Apple Inc v. CardWare Inc

1. Case Identification

• Case #: IPR2025-01146
• Patent #: 10,339,520
• Filed: June 24, 2025
• Petitioner(s): Apple Inc.
• Patent Owner(s): Cardware, Inc.
• Challenged Claims: 18-24

2. Patent Overview

• Title: Electronic Payment Card
• Brief Description: The ’520 patent describes an electronic payment device, such as a smart card, capable of generating a limited-duration or limited-use payment number for conducting secure financial transactions. The technology aims to enhance security by generating dynamic transaction numbers that are valid for a single use, a finite time, or a limited number of transactions.

3. Grounds for Unpatentability

Ground 1: Claims 18-21 and 24 are obvious over Gill, Smith, and Kay.
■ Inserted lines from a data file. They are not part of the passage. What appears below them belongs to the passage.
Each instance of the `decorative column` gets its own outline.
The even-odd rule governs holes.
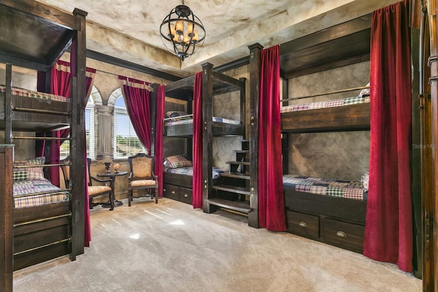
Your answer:
[[[114,136],[114,106],[96,105],[95,127],[96,134],[99,138],[96,139],[97,160],[112,160],[114,158],[114,147],[112,145]]]

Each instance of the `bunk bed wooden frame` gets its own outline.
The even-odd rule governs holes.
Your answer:
[[[13,271],[69,255],[71,260],[84,252],[86,95],[86,17],[75,9],[66,13],[31,0],[0,1],[0,62],[6,65],[6,88],[1,95],[1,146],[3,180],[1,195],[5,206],[1,214],[1,281],[0,289],[12,290]],[[30,40],[33,40],[31,42]],[[75,44],[72,46],[72,43]],[[72,66],[71,94],[68,103],[21,97],[12,92],[12,64],[45,72],[69,48]],[[49,84],[45,80],[46,88]],[[45,132],[70,127],[73,173],[68,202],[27,208],[13,208],[12,131]],[[32,137],[31,135],[29,136]],[[74,137],[79,137],[75,138]],[[44,138],[35,138],[44,139]],[[49,138],[47,138],[49,140]],[[4,166],[4,167],[3,167]],[[49,167],[59,167],[51,165]]]
[[[211,196],[214,181],[212,178],[212,149],[214,136],[244,136],[245,134],[245,78],[237,80],[213,70],[210,63],[203,64],[203,124],[205,125],[203,135],[204,159],[203,164],[203,180],[207,181],[207,188],[204,188],[204,201]],[[166,86],[166,96],[185,100],[191,104],[193,99],[193,86],[195,75],[189,76]],[[234,125],[215,122],[213,118],[213,97],[215,95],[240,91],[240,124]],[[190,138],[193,134],[193,124],[174,125],[163,127],[164,135],[167,137]],[[191,147],[188,147],[188,149]],[[166,197],[192,204],[192,177],[176,173],[163,173],[163,191]],[[178,199],[179,198],[179,199]],[[205,206],[205,202],[204,205]],[[205,207],[207,208],[207,207]]]
[[[369,60],[370,25],[368,14],[282,45],[283,99],[288,100],[290,77]],[[281,119],[287,173],[287,134],[369,130],[370,104],[282,112]],[[303,193],[287,184],[283,190],[289,232],[363,252],[366,201]]]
• Prior Art Relied Upon: Gill (Patent 9,098,846), Smith (Application # 2013/0232083), and Kay (Application # 2013/0124410).
• Core Argument for this Ground:
  • Prior Art Mapping: Petitioner argued that the combination of Gill, Smith, and Kay disclosed all limitations of the challenged claims. Gill taught a base system for conducting contactless transactions between a mobile electronic device and an ATM using NFC, including user authentication. Smith improved upon this by teaching the use of a tokenized "mobile cloud account" (MCA) number instead of a real account number, along with a payment cryptogram, to enhance security. Kay provided specific teachings of a graphical user interface (GUI) on a mobile device for managing ATM transactions, allowing a user to select operations like "withdraw" or "deposit" and enter a currency amount. Together, these references allegedly taught a method of using a mobile device with a sophisticated user interface to wirelessly conduct a secure, tokenized transaction at an ATM.
  • Motivation to Combine: Petitioner contended a person of ordinary skill in the art (POSITA) would have been motivated to combine these references to achieve predictable security improvements. A POSITA would have integrated Smith’s tokenization (MCA) and cryptogram features into Gill’s contactless ATM system to solve the known security risks associated with such transactions. Furthermore, a POSITA would have incorporated Kay's well-understood GUI design to provide a logical and user-friendly interface for the mobile device, facilitating the selection of accounts and transaction types as taught by Gill and Smith.
  • Expectation of Success: The combination involved applying known security techniques (Smith) and standard user interface designs (Kay) to an existing system (Gill), which would have yielded the predictable result of a more secure and usable contactless ATM transaction system. A POSITA would have had a high expectation of success in implementing this combination.

Ground 2: Claims 18-24 are obvious over Gill, Smith, Kay, and Gomez.

• Prior Art Relied Upon: Gill (Patent 9,098,846), Smith (Application # 2013/0232083), Kay (Application # 2013/0124410), and Gomez (Patent 9,600,808).
• Core Argument for this Ground:
  • Prior Art Mapping: This ground built upon the combination in Ground 1, adding Gomez to provide specific details for making the payment cryptogram more robustly dynamic, as required by limitations regarding "dynamically generated limited-use number portions." While Smith introduced a cryptogram, Gomez specifically taught generating a unique authentication cryptogram for each transaction based on a "temporal signal" (e.g., a timestamp or sequence number) combined with a stored seed value. Petitioner argued this directly taught the generation of a dynamic, time-limited, single-use number that changes with every transaction, rendering stolen credentials useless for future fraudulent use. This fulfilled claim limitations that were not explicitly detailed in the primary combination.
  • Motivation to Combine: Petitioner asserted that a POSITA, having created the system of Gill, Smith, and Kay, would have sought to further enhance the security of the payment cryptogram. Gomez provided a known and obvious solution to prevent replay attacks by ensuring the cryptogram was unique for each transaction. A POSITA would have been motivated to incorporate Gomez's temporal signal-based generation method into the Smith cryptogram to create a more secure, one-time-use authorization token, which was a well-known objective in the field of secure payments.
  • Expectation of Success: Integrating a time-based or sequence-based element into a cryptogram was a common and well-understood technique for enhancing security at the time of the invention. A POSITA would have had a reasonable expectation of success in applying Gomez's method to the combined Gill/Smith/Kay system to achieve the predictable result of increased transaction security.

4. Arguments Regarding Discretionary Denial

• Petitioner noted that a previous IPR petition (IPR2023-00211) relying on identical prior art was instituted but terminated prior to a final written decision. The petition reserved the right to address in further briefing any discretionary denial issues that the Patent Owner may raise.

5. Relief Requested

• Petitioner requested institution of an inter partes review and cancellation of claims 18-24 of the ’520 patent as unpatentable.